Other issues cloud the picture. Left uncertain until the legislation gets introduced are issues such as how prominently does online sales tax take play, or whether the state’s Earned Income Tax Credit will continue. Yet clearly one interest disadvantaged under the plan are smokers, where the majority likely would oppose the whole thing on that basis alone.
And, there will be those interests that, because of the elimination of around 200 exemptions and restructuring of others, that will turn out to be net immediate losers. Even though over the long haul as a result of increased growth they may do better, human psychology makes people prone to fixate on the short run, overestimating those costs and benefits while underestimating those in the long run.
This will be the greatest challenge the Jindal Administration faces, the multitude of different rank-orderings of preferences people have in their economic lives, which threatens to stop this kind of change that requires supermajority support.
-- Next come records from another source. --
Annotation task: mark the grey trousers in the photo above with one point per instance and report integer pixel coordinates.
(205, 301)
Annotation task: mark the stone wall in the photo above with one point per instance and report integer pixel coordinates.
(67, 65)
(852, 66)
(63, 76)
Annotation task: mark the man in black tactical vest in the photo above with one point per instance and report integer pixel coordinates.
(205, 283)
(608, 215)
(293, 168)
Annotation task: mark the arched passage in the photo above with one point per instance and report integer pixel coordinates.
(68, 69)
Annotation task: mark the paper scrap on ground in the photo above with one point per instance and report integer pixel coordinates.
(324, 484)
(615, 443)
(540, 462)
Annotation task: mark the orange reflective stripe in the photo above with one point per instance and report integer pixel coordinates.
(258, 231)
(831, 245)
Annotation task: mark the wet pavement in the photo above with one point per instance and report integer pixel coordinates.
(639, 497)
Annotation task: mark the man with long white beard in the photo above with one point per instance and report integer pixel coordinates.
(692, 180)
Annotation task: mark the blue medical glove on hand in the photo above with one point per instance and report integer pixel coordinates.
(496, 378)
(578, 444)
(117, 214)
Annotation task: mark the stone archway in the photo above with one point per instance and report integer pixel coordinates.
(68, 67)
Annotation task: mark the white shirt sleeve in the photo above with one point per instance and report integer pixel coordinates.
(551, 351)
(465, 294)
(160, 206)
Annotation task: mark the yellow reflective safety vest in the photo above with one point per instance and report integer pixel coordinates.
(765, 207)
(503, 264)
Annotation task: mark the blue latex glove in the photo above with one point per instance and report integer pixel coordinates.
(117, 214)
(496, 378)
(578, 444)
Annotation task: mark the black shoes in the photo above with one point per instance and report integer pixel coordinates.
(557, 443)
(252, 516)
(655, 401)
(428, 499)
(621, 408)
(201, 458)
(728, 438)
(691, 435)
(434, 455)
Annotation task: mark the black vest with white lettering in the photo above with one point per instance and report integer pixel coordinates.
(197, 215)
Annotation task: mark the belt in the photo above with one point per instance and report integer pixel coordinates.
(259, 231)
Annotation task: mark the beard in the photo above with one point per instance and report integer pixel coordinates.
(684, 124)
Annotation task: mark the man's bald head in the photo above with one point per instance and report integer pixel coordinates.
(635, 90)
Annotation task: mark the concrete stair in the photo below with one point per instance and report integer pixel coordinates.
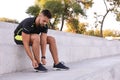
(107, 68)
(90, 58)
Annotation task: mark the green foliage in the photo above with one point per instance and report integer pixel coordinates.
(33, 10)
(118, 16)
(55, 7)
(75, 26)
(106, 33)
(8, 20)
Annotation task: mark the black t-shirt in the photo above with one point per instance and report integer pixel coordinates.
(28, 26)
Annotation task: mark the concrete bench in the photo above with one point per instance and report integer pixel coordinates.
(71, 48)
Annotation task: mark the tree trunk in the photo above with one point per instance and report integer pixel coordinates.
(101, 28)
(62, 22)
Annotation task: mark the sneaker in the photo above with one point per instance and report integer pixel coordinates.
(40, 68)
(60, 66)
Some businessman might be perfectly happy that 199 exemptions are going away, but he benefits from one in particular also on the chopping block that he feels he can’t operate without. A single mother might wonder why she just can’t stay under the old system where she doesn’t have to file anything, except maybe the federal and state EITC requests if she works, and not pay extra sales tax, to now having to pay and then file to get that reimbursement.
It’s change that could die from a thousand small cuts, with ideological opponents who see government primarily as a vehicle for wealth redistribution to favored interests rather than as an agent to assist people in cultivating and pursuing talents and tasks that benefit themselves and society itching to whip into a frenzy a mob wishing to inflict those slashes on the infant in the cradle. It could have been set up more effectively, and may be altered before becoming legislation, but in this form it seems to be the hand Jindal wants to play. For the state’s sake and future, he needs to play it well.